At this point, if someone is still of the opinion that DMX is experimental and investigational, I am ready to argue, “Based on what?” If someone has peer-reviewed literature which categorically states that digital motion x-ray is worthless, I would be glad to look at it. But, remember that no type of x-ray treats anyone or gets anyone well. What this specialized fluoroscopic study does is give the clinician a more accurate diagnosis, and that in itself is instrumental in improving patient outcomes. What the doctor who orders this test does with it is completely in his/her hands, but, if you don’t test, you’re guessing, and if you’re guessing, then the one who suffers for the willful ignorance of the doctor is the patient. Most patients don’t want their doctors guessing about their health.
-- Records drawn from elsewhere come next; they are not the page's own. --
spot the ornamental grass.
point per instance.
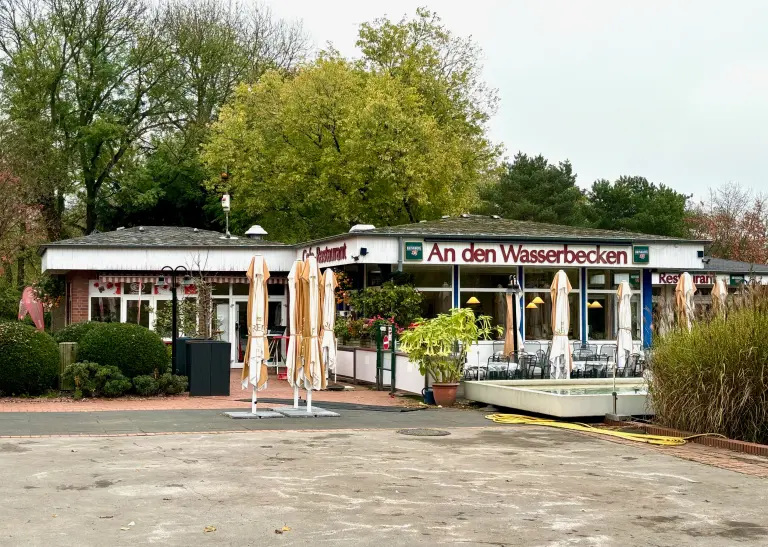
(714, 379)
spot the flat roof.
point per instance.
(480, 227)
(162, 236)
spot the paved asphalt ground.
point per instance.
(339, 485)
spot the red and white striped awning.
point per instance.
(122, 278)
(149, 278)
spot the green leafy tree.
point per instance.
(337, 145)
(635, 205)
(216, 45)
(531, 188)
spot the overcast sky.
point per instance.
(673, 91)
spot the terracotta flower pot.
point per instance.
(445, 394)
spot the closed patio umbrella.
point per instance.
(560, 354)
(292, 359)
(624, 336)
(329, 320)
(684, 292)
(719, 294)
(257, 348)
(512, 328)
(311, 353)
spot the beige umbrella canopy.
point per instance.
(512, 328)
(684, 292)
(719, 295)
(311, 353)
(328, 337)
(292, 360)
(624, 336)
(257, 349)
(560, 355)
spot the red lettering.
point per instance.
(435, 252)
(551, 256)
(509, 254)
(468, 255)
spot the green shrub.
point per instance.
(29, 360)
(76, 331)
(172, 384)
(131, 348)
(145, 385)
(94, 380)
(714, 379)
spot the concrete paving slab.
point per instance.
(302, 412)
(258, 415)
(512, 485)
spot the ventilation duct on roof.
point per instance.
(361, 228)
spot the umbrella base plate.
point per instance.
(301, 412)
(258, 415)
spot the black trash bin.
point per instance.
(207, 367)
(180, 366)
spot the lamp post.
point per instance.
(174, 306)
(513, 288)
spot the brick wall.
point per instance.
(79, 294)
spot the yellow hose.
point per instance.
(517, 419)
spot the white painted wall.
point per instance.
(154, 259)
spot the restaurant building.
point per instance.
(114, 276)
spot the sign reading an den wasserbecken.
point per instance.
(414, 250)
(640, 254)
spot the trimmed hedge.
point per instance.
(29, 360)
(133, 349)
(76, 331)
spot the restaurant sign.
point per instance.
(673, 278)
(548, 255)
(641, 254)
(414, 250)
(328, 254)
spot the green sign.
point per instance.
(640, 254)
(414, 250)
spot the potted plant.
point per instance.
(440, 345)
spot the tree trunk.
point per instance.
(20, 274)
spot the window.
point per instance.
(538, 315)
(603, 305)
(133, 288)
(434, 277)
(541, 278)
(135, 313)
(435, 302)
(484, 278)
(105, 309)
(491, 303)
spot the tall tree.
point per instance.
(634, 204)
(735, 220)
(93, 76)
(531, 188)
(216, 45)
(336, 145)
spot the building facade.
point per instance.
(115, 276)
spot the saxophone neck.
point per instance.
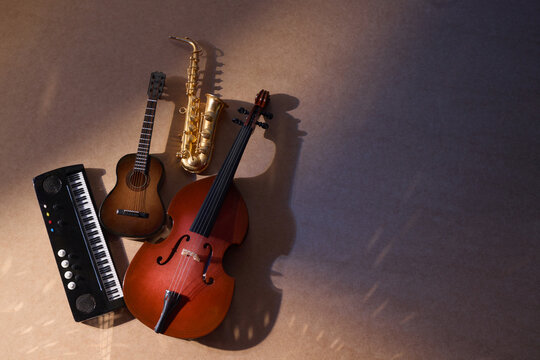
(193, 69)
(196, 48)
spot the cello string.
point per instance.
(204, 210)
(221, 182)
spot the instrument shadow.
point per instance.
(118, 254)
(272, 229)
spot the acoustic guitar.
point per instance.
(133, 208)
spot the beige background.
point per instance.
(393, 201)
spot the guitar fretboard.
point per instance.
(141, 160)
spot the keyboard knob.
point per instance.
(85, 303)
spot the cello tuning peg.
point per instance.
(267, 116)
(263, 125)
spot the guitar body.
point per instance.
(205, 300)
(133, 208)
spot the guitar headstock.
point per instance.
(156, 84)
(261, 101)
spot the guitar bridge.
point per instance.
(132, 213)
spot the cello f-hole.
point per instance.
(173, 251)
(208, 281)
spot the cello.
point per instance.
(178, 286)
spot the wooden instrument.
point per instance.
(80, 250)
(133, 208)
(178, 286)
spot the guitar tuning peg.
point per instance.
(267, 116)
(263, 125)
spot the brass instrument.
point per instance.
(199, 127)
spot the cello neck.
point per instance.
(207, 215)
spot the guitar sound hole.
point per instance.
(137, 180)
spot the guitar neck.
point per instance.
(141, 160)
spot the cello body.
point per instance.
(205, 301)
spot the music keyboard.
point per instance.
(95, 240)
(81, 252)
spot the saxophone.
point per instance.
(199, 128)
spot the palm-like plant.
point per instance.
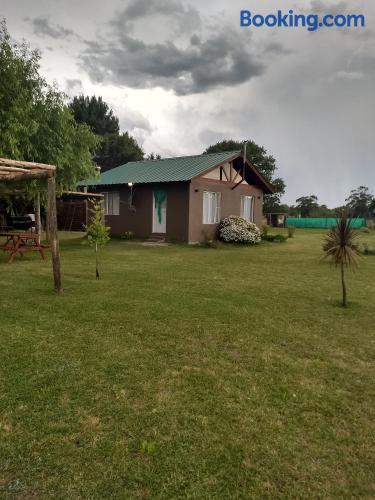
(341, 247)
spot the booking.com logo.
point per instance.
(309, 21)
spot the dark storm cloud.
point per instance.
(224, 58)
(43, 27)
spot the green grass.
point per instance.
(187, 373)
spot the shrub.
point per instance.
(234, 229)
(128, 235)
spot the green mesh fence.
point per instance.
(321, 222)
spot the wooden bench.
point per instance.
(21, 243)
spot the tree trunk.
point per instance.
(38, 222)
(97, 261)
(344, 298)
(52, 227)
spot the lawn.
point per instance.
(187, 373)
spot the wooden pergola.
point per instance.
(13, 170)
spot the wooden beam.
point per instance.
(53, 236)
(23, 176)
(26, 164)
(13, 169)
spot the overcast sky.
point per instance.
(183, 75)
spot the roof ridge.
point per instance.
(186, 156)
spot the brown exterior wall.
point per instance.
(230, 205)
(184, 208)
(140, 220)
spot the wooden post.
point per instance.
(53, 237)
(38, 222)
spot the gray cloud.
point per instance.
(132, 120)
(43, 27)
(276, 48)
(224, 58)
(186, 17)
(73, 86)
(319, 6)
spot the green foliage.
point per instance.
(341, 248)
(367, 249)
(254, 386)
(116, 149)
(128, 235)
(35, 124)
(361, 202)
(95, 113)
(265, 163)
(97, 232)
(306, 204)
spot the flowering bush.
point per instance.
(234, 229)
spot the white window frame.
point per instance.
(247, 208)
(211, 207)
(111, 203)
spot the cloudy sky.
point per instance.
(182, 75)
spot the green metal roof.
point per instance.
(178, 169)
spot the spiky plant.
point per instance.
(341, 248)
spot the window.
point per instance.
(211, 207)
(247, 208)
(112, 203)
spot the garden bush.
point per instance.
(128, 235)
(234, 229)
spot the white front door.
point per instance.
(159, 212)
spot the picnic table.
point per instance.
(22, 243)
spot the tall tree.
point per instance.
(361, 202)
(116, 149)
(95, 113)
(305, 205)
(341, 247)
(265, 163)
(35, 124)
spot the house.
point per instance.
(183, 198)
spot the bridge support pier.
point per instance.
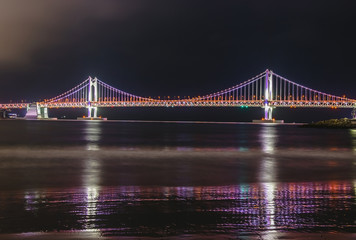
(92, 112)
(353, 114)
(268, 95)
(42, 112)
(92, 98)
(268, 113)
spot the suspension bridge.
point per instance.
(267, 90)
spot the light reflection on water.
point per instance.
(184, 181)
(228, 209)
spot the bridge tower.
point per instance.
(92, 97)
(268, 95)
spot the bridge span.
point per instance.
(267, 90)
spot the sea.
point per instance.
(175, 180)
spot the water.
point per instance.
(159, 179)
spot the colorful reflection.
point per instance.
(133, 210)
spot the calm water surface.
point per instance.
(173, 179)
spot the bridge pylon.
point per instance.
(268, 95)
(92, 97)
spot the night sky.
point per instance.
(174, 47)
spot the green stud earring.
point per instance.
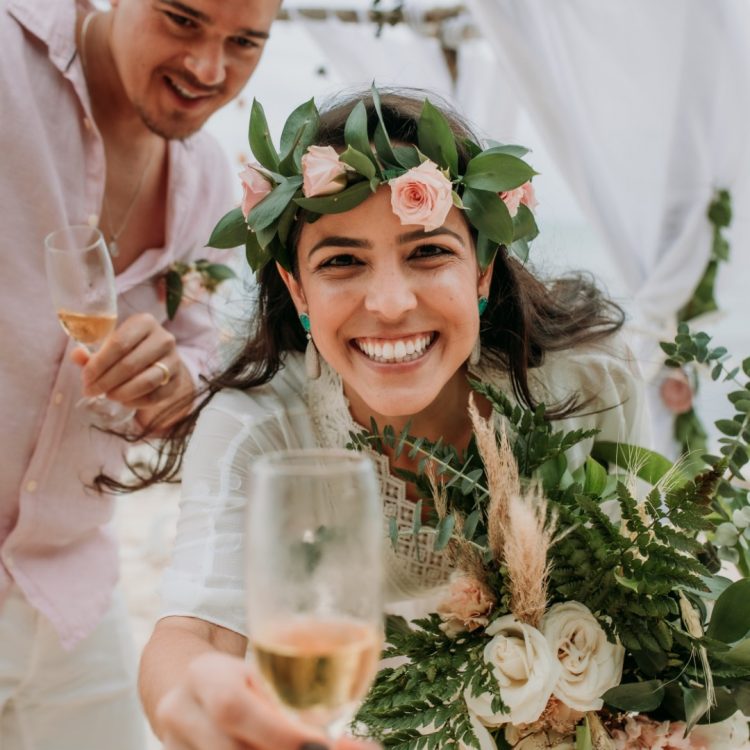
(312, 358)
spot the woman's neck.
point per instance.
(446, 418)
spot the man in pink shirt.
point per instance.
(99, 125)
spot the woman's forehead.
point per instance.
(374, 220)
If you would put yourself in their shoes, I’m sure that you would feel the same way.
Using digital motion x-rays and static motion studies are invaluable in determining diagnoses in personal injury cases, and also in just about any case in which instability of the spine is suspected. There is a learning curve, though, for each doctor who orders a study, in learning how to incorporate the information gained from motion studies.